Now, we build the model using the tbats model.

tbats_mod <- df_train %>% 
            tbats(use.box.cox = FALSE, # No Box Cox transformation
                  use.trend = TRUE, # Include trend component
                  use.damped.trend = TRUE) # Include a damping parameter in the trend or not

Forecasting

Forecast

pred_ets<-forecast(sugar_ets,122)
pred_arima<-forecast(sugar_arima,122)
pred_tbats<-forecast(tbats_mod,h=122) 

Forecast Plotting

After forecasting all of our data using three different models, we are going to do some visualization to get a visual understanding on how our model performed.

stlm ETS Holt-Winters

test_forecast(actual = sugar_msts, 
              forecast.obj =pred_ets , 
              train = df_train, 
              test = df_test)

stlm SARIMA

test_forecast(actual = sugar_msts, 
              forecast.obj =pred_arima , 
              train = df_train, 
              test = df_test,)

tbats model

test_forecast(actual = sugar_msts, 
              forecast.obj =pred_tbats, 
              train = df_train, 
              test = df_test)

Evaluation

Now, we evaluate and compare the model’s performance using the error metrics.

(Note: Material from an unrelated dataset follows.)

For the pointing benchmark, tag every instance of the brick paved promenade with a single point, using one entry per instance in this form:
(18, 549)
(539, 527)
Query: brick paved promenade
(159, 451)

metrics<-rbind(accuracy(pred_ets$mean, df_test),accuracy(pred_arima$mean, df_test),accuracy(pred_tbats$mean,df_test))
rownames(metrics)<-c("ETS Holt-Winters","Seasonal ARIMA","TBATS Model")
rmarkdown:: paged_table(data.frame(metrics))

Using RMSE as a comparing variable, we can see that the tbats model has performed the best out of all of our models. It has the lowest RMSE of 12.54675. The tbats also has the lowest error metrics in all areas compared to the other models. Thus, we can conclude that by performance, the tbats model is the best model and therefore it is our final model.

Assumption Checking

In a time-series, there are two assumptions :

  • Normally Distributed Residuals
  • Residuals are not autocorrelated

Setting the alpha to 0.05, we will test if these two assumptions are fulfilled in our final model, which is the tbats model.

Normality

The shapiro-wilk test that tests the normality of the residuals hold the hypotheses:

  • H0: The residuals of the models are normally distributed
  • H1: The residuals of the models are not normally distributed
shapiro.test(residuals(tbats_mod))
## 
##  Shapiro-Wilk normality test
## 
## data:  residuals(tbats_mod)
## W = 0.99261, p-value = 0.02068

We obtain a p-value of 0.02068, which is less than 0.05. This means that the null hypothesis is rejected thus our model’s residuals is not normally distributed.

Auto-Correlation

The ljung-box test that tests the autocorrelation of residuals hold the hypotheses:

  • H0: error has no-autocorrelation
  • H1: error has autocorrelation
Box.test(residuals(tbats_mod), type = "Ljung-Box")
## 
##  Box-Ljung test
## 
## data:  residuals(tbats_mod)
## X-squared = 0.012747, df = 1, p-value = 0.9101

We obtain a p-value of 0.9101, which greater less than 0.05. This means that the null hypothesis is not rejected and thus our model’s residuals has no autocorrelation.

Conclusion

All in all, our best performing model is the tbats model. However the assumption of normally distributed residuals in tbats model is not yet fulfilled.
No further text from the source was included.